Traditional approaches to analyzing project outcomes tend to focus narrowly on quantifiable factors such as objectives, quality, cost, and schedules. While such approaches may provide valuable information on an individual project's strengths they provide very little in way of guidance and lessons on why some leaders are able to deliver a track record of superior projects while others, often in the same organization, cannot. This may explain why large, complex projects continue to fail at an alarming rate. While many contemporary authors on project analysis pay lip service to "intangible" factors, such as leadership, relationships, and cultural alignment, virtually all of them continue to focus doggedly on the aforementioned and traditional management processes to the exclusion of all else. Until now.

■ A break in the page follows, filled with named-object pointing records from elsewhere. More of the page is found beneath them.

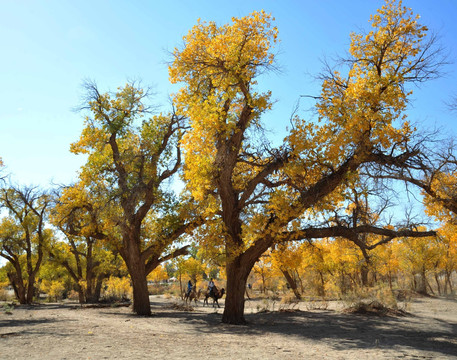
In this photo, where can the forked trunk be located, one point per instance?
(236, 287)
(292, 283)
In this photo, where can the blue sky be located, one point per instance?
(50, 47)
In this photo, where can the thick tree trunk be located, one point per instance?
(81, 295)
(292, 283)
(437, 280)
(364, 275)
(137, 271)
(236, 286)
(30, 288)
(321, 287)
(98, 287)
(420, 282)
(141, 304)
(19, 288)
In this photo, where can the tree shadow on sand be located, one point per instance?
(338, 330)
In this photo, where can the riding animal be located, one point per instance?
(215, 295)
(192, 295)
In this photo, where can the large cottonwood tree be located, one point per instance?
(23, 237)
(254, 193)
(130, 160)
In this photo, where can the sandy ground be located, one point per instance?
(67, 331)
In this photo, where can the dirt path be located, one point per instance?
(67, 331)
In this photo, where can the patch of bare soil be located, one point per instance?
(177, 331)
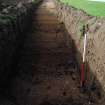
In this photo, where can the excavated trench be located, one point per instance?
(48, 72)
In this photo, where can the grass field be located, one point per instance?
(93, 8)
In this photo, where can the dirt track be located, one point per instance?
(48, 71)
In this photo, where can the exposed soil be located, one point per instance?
(48, 74)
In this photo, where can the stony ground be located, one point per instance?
(48, 71)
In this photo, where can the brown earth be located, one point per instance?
(48, 74)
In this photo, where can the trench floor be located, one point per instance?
(47, 69)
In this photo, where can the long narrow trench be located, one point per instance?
(47, 69)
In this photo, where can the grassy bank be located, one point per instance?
(91, 7)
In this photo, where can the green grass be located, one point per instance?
(90, 7)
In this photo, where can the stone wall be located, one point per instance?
(74, 20)
(14, 23)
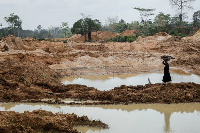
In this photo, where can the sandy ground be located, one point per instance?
(32, 70)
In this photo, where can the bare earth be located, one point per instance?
(32, 70)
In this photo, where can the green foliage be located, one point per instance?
(122, 39)
(162, 20)
(14, 22)
(196, 19)
(65, 29)
(65, 41)
(85, 26)
(180, 5)
(144, 13)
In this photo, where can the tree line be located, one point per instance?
(173, 25)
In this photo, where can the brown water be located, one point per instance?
(107, 82)
(137, 118)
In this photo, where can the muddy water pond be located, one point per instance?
(107, 82)
(138, 118)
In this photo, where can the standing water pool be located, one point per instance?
(107, 82)
(134, 118)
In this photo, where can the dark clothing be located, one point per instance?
(166, 77)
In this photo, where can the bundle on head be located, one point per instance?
(167, 57)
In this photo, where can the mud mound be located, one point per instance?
(14, 43)
(106, 35)
(43, 121)
(128, 32)
(195, 37)
(162, 36)
(29, 44)
(96, 36)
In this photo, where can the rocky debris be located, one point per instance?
(35, 74)
(44, 121)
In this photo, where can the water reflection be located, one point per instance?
(107, 82)
(140, 118)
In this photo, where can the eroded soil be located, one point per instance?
(43, 121)
(32, 70)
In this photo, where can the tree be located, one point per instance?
(162, 20)
(65, 29)
(181, 5)
(196, 19)
(144, 13)
(14, 22)
(85, 26)
(121, 26)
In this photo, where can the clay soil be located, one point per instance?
(43, 121)
(32, 70)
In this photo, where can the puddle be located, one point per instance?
(138, 118)
(107, 82)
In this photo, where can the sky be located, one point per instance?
(49, 13)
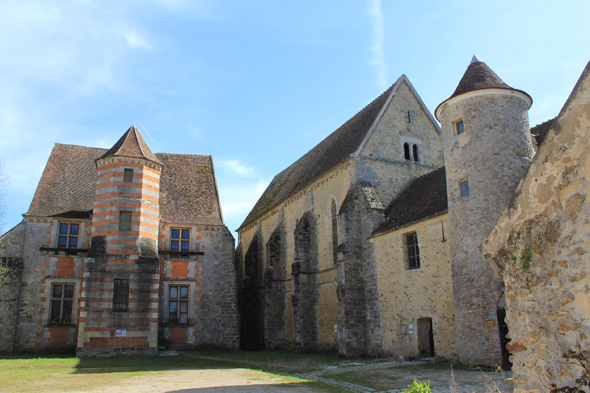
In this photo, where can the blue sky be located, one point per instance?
(255, 83)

In Leading Complex Projects authors Edward W. Merrow and Neeraj S. Nandurdikar unveil a revolutionary, data-driven approach to quantifying the human side of project management. More importantly, they show PMs how to apply that original approach to virtually any complex, large-scale project for outstanding outcomes and continuous improvement.

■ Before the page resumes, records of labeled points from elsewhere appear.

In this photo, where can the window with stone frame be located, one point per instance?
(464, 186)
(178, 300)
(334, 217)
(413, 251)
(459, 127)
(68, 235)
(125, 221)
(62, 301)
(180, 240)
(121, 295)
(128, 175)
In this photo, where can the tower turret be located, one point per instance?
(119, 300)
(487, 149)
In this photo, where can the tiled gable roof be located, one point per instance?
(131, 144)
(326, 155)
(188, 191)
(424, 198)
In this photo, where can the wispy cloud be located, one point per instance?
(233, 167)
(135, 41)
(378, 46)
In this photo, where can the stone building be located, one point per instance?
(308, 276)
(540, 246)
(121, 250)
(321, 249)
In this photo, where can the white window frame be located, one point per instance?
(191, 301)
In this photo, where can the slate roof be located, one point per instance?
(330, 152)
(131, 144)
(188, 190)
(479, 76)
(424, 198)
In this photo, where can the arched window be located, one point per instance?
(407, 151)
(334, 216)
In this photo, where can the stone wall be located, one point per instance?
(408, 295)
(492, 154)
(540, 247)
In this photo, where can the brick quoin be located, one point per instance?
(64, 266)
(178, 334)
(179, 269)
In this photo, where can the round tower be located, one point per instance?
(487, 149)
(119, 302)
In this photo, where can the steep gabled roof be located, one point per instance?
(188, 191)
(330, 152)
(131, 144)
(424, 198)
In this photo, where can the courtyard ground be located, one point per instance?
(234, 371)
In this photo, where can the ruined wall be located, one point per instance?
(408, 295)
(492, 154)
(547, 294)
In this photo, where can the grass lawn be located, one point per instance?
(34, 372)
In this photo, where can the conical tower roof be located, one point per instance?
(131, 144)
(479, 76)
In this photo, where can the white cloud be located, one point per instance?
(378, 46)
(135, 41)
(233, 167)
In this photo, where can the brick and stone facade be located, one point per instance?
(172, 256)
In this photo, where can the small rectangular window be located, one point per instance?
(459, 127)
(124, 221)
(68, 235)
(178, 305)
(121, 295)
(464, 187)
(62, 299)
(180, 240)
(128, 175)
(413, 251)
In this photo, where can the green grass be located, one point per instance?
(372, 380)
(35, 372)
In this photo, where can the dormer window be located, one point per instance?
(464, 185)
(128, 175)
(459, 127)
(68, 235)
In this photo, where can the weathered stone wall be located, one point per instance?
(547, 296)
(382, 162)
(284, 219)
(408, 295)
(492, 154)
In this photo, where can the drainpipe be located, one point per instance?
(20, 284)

In developing the approach, the authors drew upon data derived from the proprietary Independent Project Analysis, Inc. database, which includes crucial information on thousands of complex large-scale projects across a range of industries worldwide. They also conducted interviews--many of which are summarized in the interview section of this book--with hundreds of leaders of complex projects in various industries. With that information in hand, along with their decades of experience consulting executives and project leaders around the globe, they developed a rigorous framework and a set of metrics for quantifying project performance in terms of critical human factors as they relate to project leadership generally and to the personalities, habits and traits of the project leaders themselves.
Thanks to the revolutionary approach described in Leading Complex Projects, "intangible" human factors, and project leader's personalities, habits of mind, behaviors and traits can, for the first time, be quantitatively linked to project outcomes. More importantly, the approach provides PMs powerful insights into their individual strengths and weaknesses as leaders. By placing the authors' analyses alongside their own project data, PMs will more accurately zero in on recurring obstacles and identify project components in need of greater planning, oversight, or control. They will learn how to better inspire, motivate, and empower their teams. And they will dramatically boost their success profiles and more fully achieve every project manager's goal of continuous improvement.